Насвистывая что-то бравурное, Знобишин хлопочет у столика.
- Кто это? - спрашиваю я, кивая на фотографию.
- Это Брянская, - отвечает Знобишин, продолжая беззаботно насвистывать бодрый мотивчик. - Певица. Была стра-а-ашно знаменита, феноменально знаменита. Теперь ее и не помнит никто. Сик транзит гл[cedilla]риа мунди! А что, понравилась? Она и мне нравится. Красивая баба.

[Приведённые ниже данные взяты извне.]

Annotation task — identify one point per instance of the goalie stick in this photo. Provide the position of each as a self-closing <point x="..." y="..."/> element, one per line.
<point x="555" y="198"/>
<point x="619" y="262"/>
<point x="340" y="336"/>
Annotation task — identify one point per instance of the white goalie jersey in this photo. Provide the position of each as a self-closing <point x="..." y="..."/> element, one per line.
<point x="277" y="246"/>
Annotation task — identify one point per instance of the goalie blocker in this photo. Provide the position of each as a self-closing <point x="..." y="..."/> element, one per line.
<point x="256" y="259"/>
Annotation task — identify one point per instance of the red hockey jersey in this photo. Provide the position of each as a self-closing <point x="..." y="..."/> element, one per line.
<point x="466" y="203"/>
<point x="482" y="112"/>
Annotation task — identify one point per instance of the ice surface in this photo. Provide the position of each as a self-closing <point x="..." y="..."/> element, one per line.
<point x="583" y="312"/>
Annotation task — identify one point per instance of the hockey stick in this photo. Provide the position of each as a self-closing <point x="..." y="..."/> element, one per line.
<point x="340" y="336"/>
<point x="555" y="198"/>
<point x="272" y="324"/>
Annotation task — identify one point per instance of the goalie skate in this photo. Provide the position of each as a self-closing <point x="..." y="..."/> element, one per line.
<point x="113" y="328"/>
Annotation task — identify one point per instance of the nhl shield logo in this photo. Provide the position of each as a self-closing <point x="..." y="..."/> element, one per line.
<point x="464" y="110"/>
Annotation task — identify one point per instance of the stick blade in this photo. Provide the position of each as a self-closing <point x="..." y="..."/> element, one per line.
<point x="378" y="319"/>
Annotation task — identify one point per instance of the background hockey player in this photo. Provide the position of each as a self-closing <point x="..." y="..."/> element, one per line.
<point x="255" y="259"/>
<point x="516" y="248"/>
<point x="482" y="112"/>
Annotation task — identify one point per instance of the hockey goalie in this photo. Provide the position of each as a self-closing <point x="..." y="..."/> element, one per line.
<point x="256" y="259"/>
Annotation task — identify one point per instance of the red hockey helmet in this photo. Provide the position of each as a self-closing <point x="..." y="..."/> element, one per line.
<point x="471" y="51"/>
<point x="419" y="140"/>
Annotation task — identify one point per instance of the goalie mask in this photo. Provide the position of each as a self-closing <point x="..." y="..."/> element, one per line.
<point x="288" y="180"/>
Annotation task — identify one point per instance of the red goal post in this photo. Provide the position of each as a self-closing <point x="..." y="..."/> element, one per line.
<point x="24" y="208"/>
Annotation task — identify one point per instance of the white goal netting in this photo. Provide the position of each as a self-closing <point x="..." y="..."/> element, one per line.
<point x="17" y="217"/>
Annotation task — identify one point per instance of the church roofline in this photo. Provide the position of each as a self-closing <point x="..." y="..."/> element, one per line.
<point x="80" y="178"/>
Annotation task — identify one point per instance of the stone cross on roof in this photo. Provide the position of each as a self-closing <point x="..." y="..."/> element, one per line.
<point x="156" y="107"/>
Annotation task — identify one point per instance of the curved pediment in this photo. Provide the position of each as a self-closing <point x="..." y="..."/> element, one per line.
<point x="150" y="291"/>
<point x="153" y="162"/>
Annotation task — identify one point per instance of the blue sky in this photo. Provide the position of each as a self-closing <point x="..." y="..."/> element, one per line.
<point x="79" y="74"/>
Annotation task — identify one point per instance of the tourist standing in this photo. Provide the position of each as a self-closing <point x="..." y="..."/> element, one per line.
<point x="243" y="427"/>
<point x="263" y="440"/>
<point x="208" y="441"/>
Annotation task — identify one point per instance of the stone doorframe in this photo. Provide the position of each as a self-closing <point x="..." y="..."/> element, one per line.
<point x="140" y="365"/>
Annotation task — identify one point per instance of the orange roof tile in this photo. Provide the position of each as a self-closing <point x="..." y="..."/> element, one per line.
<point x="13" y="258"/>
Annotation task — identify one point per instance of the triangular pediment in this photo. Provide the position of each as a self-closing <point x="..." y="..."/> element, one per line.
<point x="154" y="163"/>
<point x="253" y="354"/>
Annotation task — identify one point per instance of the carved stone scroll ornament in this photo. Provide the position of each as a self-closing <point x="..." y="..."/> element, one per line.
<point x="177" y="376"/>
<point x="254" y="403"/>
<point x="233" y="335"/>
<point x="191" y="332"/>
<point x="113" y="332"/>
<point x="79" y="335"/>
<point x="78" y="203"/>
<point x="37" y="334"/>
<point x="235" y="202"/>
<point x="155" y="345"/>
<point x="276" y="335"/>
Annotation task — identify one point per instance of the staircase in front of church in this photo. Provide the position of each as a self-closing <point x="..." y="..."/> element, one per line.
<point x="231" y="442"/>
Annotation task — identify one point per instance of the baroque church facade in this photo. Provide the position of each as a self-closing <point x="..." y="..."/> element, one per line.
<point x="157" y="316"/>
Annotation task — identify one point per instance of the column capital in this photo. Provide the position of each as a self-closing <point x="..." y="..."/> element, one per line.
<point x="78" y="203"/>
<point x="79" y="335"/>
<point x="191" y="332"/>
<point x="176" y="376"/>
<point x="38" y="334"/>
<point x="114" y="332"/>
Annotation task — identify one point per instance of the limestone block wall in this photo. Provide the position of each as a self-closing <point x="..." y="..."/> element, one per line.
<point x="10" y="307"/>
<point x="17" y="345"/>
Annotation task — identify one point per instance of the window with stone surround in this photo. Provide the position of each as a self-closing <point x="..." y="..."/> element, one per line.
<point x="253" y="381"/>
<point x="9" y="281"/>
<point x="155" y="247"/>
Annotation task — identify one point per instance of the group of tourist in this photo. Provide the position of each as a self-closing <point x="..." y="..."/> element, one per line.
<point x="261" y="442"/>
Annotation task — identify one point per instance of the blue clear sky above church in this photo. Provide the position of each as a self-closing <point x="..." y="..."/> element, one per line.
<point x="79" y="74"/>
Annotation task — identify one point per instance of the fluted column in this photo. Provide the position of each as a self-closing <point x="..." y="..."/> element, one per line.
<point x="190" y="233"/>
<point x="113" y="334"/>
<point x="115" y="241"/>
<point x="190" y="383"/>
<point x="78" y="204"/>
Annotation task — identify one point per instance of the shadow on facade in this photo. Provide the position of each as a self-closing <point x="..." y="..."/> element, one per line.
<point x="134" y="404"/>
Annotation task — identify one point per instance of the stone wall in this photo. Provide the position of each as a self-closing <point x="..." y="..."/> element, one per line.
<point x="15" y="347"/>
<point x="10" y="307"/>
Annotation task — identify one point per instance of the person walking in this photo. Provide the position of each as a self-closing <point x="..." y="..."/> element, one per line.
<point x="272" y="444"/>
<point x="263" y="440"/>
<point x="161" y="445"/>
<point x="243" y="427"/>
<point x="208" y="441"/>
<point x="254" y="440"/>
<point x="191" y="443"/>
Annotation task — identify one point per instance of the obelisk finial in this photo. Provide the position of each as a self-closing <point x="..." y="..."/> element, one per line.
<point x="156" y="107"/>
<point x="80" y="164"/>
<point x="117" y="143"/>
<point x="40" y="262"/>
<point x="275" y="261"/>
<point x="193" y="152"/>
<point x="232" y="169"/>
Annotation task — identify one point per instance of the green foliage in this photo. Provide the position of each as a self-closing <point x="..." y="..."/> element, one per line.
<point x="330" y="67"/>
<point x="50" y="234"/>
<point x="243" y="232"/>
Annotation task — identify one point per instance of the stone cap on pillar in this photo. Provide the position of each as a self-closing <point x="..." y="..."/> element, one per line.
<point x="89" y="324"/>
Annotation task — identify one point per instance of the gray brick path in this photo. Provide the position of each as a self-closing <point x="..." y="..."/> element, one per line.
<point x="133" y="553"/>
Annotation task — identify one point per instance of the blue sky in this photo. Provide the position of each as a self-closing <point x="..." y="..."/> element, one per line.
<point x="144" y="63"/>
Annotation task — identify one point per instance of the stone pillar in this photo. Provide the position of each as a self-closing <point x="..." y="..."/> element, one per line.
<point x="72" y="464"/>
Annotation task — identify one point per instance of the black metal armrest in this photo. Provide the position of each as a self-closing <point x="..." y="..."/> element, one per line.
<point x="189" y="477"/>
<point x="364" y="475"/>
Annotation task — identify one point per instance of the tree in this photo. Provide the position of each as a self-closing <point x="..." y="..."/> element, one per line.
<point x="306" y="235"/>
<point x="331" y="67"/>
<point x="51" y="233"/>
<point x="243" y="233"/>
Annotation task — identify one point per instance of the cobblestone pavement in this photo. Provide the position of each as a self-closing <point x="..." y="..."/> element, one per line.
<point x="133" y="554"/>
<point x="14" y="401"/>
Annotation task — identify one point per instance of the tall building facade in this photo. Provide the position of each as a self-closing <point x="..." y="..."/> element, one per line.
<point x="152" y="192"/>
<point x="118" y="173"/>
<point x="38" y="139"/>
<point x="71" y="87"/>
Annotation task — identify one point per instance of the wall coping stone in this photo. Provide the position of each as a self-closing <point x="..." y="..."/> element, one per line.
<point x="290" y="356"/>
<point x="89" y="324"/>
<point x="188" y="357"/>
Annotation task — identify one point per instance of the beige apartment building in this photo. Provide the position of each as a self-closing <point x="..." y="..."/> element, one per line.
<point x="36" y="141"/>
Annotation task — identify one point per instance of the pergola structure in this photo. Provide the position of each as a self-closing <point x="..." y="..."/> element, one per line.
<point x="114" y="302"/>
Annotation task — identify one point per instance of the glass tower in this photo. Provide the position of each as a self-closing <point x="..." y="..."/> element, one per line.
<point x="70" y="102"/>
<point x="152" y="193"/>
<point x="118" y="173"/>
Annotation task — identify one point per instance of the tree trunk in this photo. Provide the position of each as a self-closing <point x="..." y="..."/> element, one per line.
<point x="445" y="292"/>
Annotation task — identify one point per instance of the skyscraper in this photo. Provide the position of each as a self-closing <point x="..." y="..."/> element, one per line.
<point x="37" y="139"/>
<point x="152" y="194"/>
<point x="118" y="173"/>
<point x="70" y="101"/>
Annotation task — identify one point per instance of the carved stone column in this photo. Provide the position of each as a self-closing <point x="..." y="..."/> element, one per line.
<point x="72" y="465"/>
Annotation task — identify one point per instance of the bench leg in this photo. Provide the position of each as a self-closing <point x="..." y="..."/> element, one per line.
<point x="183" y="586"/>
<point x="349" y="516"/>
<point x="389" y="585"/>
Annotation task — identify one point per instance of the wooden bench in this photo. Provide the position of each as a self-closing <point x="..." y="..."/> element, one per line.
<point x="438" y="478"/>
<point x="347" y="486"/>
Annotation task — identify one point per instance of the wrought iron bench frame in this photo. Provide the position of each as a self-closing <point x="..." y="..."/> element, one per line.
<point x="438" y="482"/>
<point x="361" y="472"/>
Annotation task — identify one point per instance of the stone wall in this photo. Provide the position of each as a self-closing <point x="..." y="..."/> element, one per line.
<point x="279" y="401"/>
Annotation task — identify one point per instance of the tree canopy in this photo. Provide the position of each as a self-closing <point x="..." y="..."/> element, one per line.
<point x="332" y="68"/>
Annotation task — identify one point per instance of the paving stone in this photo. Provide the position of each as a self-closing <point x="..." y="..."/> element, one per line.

Настя возвращается. Мы усаживаемся за столик. Хлопает пробка. "Ай!" взвизгивает Настя - шампанское льется ей на колени.
Знобишин бежит на кухню за полотенцем, тут же прибегает обратно и долго хлопочет вокруг Насти.
- Ничего, - говорит она. - Приятно искупаться в шампанском.
Пьем. Произносим тосты. За успехи Знобишина, за искусство, за Настино совершенство, за всеобщее процветание.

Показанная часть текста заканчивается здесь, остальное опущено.